The two men and one woman were between 4 and 9 years old at the time of the incident and were seeking 20 million yen each in compensation from the Japanese government.

They claimed they lost family members and experienced brutality at the hands of the army in a suburb of Fushun on Sept. 16, 1932.

Presiding Judge Yoichi Kikuchi recognized as fact that the Imperial forces committed a massacre. This is the first such acknowledgment in Japanese judicial history.

Nevertheless, Kikuchi supported the government’s claim that under the prewar and wartime legal systems, the government had no obligation to pay damages in regard to the exercise of state power. The plaintiffs — 79-year-old Yang Baoshan, 74-year-old Fang Surong, and 76-year-old Mo Deisheng — plan to appeal the ruling. According to the plaintiffs, the Imperial Japanese Army rounded up 3,000 local residents and executed most of them, suspecting they were collaborating with Chinese guerrillas fighting against Japan.

All three lost their families in the massacre. They said they were also shot and bayoneted by Japanese soldiers, but they managed to survive by pretending to be dead.

The three came to Japan and told the court they still suffer when they think of the people they knew who were killed in the wanton cruelty, calling on the government to pay legitimate damages.

In rejecting their claims, Kikuchi determined that an international convention cited by the plaintiffs in their compensation demand “cannot be interpreted as giving individuals the right to seek damages from government authorities.”

Lawyers for the plaintiffs said it was significant that the court had at least recognized the massacre by the Imperial Japanese Army.

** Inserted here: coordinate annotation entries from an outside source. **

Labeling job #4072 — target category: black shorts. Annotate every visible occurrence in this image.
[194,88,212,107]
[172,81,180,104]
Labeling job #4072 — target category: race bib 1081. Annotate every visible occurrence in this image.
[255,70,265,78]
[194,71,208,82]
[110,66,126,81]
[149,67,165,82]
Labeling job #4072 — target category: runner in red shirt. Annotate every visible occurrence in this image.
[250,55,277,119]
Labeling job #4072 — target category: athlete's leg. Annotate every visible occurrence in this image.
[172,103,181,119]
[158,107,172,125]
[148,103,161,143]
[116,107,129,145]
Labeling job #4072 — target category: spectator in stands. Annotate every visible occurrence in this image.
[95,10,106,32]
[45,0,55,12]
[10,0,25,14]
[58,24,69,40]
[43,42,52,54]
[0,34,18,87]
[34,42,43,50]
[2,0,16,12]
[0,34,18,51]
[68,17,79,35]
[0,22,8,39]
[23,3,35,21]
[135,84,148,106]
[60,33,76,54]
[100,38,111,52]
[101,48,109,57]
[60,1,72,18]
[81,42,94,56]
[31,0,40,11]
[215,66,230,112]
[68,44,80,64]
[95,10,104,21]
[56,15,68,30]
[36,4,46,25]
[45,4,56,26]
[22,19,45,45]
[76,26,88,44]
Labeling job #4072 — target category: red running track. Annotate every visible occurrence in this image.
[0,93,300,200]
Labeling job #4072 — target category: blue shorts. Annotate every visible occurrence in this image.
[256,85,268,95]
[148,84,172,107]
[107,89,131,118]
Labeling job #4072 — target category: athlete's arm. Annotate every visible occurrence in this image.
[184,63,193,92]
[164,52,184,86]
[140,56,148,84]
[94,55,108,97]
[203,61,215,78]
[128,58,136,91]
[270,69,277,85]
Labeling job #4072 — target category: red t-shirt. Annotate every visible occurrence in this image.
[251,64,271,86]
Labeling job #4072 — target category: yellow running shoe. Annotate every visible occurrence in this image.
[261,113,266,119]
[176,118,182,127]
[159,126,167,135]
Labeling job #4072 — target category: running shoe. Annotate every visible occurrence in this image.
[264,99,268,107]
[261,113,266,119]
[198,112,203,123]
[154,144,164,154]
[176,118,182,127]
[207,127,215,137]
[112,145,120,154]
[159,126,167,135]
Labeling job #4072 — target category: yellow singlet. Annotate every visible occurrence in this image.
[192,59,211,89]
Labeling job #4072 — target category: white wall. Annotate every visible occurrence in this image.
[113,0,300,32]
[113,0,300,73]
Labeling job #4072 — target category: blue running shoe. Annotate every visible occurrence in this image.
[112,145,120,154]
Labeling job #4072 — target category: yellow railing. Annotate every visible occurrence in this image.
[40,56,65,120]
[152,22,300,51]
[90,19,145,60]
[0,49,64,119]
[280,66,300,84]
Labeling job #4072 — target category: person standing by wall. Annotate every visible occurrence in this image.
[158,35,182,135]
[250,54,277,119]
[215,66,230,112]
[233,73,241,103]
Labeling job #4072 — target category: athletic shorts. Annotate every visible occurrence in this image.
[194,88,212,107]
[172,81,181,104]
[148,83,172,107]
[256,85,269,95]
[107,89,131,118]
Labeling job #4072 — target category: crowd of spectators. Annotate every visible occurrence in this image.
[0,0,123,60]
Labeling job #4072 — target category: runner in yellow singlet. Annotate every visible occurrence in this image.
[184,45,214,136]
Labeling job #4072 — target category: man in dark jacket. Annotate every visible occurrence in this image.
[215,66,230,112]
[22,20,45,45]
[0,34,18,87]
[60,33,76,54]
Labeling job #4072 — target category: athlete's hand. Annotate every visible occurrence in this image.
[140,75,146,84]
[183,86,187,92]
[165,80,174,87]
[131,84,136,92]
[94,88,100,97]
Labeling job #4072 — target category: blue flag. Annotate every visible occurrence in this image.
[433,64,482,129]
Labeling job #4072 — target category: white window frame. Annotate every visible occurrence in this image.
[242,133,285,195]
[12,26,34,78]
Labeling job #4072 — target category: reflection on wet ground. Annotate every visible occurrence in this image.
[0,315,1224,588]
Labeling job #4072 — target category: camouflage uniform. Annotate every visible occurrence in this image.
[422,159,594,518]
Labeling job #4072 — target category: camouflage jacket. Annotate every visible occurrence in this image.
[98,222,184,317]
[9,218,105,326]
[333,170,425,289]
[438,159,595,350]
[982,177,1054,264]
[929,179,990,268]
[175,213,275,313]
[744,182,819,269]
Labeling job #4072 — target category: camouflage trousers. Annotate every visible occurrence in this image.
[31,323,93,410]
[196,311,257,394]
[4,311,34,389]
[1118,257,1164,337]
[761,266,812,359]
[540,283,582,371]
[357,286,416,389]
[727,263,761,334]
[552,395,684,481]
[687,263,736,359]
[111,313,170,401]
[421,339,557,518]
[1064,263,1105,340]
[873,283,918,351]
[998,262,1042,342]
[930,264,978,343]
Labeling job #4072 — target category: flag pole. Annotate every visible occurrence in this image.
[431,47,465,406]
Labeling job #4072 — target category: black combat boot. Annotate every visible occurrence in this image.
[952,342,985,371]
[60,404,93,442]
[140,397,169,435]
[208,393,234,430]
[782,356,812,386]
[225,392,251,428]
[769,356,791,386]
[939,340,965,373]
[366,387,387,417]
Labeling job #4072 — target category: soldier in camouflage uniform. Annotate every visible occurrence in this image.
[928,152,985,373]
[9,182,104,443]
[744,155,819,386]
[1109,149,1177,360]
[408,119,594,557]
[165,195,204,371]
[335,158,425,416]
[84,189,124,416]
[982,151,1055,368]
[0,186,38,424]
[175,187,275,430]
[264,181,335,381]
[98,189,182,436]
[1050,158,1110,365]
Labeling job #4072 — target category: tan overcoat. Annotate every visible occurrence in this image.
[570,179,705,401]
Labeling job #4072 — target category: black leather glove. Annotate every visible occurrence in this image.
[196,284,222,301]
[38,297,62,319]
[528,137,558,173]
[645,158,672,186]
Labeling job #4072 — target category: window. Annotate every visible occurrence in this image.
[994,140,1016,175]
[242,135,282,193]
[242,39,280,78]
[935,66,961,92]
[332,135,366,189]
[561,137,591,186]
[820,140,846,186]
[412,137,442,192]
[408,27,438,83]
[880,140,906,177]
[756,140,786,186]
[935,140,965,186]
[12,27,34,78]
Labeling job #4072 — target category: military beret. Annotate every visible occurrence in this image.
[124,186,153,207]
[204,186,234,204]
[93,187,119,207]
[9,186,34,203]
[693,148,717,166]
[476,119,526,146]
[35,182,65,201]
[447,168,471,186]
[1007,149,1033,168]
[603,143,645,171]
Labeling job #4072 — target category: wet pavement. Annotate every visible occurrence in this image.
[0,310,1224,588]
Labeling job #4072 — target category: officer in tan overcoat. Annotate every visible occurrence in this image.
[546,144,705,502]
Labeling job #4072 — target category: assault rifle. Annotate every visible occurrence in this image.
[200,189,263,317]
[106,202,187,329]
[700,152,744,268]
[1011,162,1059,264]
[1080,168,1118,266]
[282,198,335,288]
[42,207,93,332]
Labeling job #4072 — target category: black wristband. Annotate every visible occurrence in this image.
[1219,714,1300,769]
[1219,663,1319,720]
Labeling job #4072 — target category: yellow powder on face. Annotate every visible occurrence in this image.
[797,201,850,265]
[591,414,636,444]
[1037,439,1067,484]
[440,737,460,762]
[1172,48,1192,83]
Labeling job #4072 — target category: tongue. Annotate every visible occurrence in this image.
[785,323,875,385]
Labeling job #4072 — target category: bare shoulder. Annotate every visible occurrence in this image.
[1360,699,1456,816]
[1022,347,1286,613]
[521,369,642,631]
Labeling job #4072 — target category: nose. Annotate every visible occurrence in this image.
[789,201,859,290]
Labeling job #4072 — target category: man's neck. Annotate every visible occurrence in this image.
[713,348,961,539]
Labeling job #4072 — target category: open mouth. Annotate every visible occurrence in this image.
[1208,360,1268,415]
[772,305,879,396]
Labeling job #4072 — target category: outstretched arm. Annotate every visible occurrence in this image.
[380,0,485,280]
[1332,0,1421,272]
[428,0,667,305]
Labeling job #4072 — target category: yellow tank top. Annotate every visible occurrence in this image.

However, Yang said that the court, in not ordering any compensation, effectively failed to recognize what Japan had done.

“What I want is not compensation or a court ruling to that effect, but for the Japanese government to recognize the facts and apologize,” Yang told reporters. “Seventy years have passed since the massacre, and the three of us, who miraculously survived, will eventually die. But we will demand an apology through our grandchildren’s generation.”

According to legal sources, about 60 damages suits have been filed in Japan by foreigners for wartime suffering, but only four have won lower court decisions.